First Man (Quick Review)

To sum the film up: space scenes are cool, personal life scenes not so much.

First Man has the goal of capturing the intensity and dangers (as well as wonder and beauty to a lesser extent) of space exploration—and it does a pretty good job at such.  The film utilizes a first-person perspective for multiple scenes, allowing the audience to see through the astronauts’s eyes as they prepare and experience the best and worst of space travel.  It becomes easy to start feeling the astronauts’s nerves as they stare through a small window with thousands of buttons, protocols, and calculations to remember as the countdown to launch begins or their spacecraft starts suddenly spinning out of control.  It’s quite the impressive feat of movie magic when one realizes these intense scenes come down to some actors sitting in chairs while light blinks, alarms go off and the camera shakes.

The shaky cam is best utilized during these space scenes.  The film goes so far as to risk getting the audience nauseous for the sake of conveying a small portion of what the astronauts experienced.  The shaky cam is worst utilized, however, during the astronauts’s personal life scenes.  Why, oh why the cinematographer felt it necessary to have the camera shake up a storm while a man is walking to his car is beyond me, but this and other similar scenes are absolutely ridiculous, annoying, and take away from when the shaky cam is properly used.  First Man also has this grainy look that often dulls the film’s color palette—possibly to give the film a more dramatic feel, though it really just makes it less appealing to look at (I would have thought the director of La La Land would know how effective some bright coloring can be).

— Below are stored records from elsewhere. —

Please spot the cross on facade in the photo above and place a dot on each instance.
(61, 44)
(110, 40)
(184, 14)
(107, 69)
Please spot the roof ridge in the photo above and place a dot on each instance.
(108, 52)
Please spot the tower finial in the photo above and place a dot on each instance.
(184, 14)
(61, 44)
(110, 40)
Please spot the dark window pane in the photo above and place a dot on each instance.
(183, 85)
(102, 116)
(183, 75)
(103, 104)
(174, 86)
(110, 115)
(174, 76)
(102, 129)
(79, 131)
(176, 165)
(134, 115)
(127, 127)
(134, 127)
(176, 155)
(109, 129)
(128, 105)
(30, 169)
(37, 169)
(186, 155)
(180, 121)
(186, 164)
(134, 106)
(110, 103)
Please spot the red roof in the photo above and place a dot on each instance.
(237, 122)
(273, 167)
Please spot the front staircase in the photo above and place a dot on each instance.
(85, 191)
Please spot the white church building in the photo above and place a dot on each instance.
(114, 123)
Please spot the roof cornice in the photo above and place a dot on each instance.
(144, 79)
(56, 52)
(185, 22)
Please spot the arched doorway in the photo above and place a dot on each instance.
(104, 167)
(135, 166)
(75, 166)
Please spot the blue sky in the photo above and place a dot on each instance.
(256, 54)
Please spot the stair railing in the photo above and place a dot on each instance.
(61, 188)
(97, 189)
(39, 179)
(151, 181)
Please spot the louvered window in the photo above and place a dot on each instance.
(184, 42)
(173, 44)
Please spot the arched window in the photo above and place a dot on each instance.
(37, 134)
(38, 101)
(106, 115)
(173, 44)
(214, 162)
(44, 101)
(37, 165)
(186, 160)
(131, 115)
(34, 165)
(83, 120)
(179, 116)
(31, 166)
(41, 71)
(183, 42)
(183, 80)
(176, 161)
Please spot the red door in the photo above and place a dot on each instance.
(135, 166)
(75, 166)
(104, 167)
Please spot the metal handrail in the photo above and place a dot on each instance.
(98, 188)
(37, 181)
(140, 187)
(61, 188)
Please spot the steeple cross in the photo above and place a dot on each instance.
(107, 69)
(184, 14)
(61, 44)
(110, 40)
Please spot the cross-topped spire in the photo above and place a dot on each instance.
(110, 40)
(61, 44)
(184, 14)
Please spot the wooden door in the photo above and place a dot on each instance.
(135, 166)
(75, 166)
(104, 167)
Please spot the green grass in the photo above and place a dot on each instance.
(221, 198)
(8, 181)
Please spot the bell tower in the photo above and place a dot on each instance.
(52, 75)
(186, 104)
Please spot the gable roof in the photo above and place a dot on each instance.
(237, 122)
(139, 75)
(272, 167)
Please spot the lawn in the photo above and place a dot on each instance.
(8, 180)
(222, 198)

The scenes where First Man explores the astronauts’s personal lives are fairly generic.  The characters aren’t anything new and their conversations are lackluster.  The acting is solid—Claire Foy delivers a rather effective, albeit Oscar-bait-y performance—their characters just offer nothing new, innovative or refreshing to the table.  I really wish First Man hadn’t spent so much time on these scenes as they drag the film on.  If some of these scenes were cut, the runtime was reduced by about twenty minutes, the shaky cam used only for the space-focused scenes, and the film ended at its emotional, wonderous climax with the astronauts on the moon, First Man could have been a really good film.  Where it stands, however, First Man is a decent Oscar-bait drama with some potent space-related scenes pulled down to Earth by banal telling of these astronauts’s lives.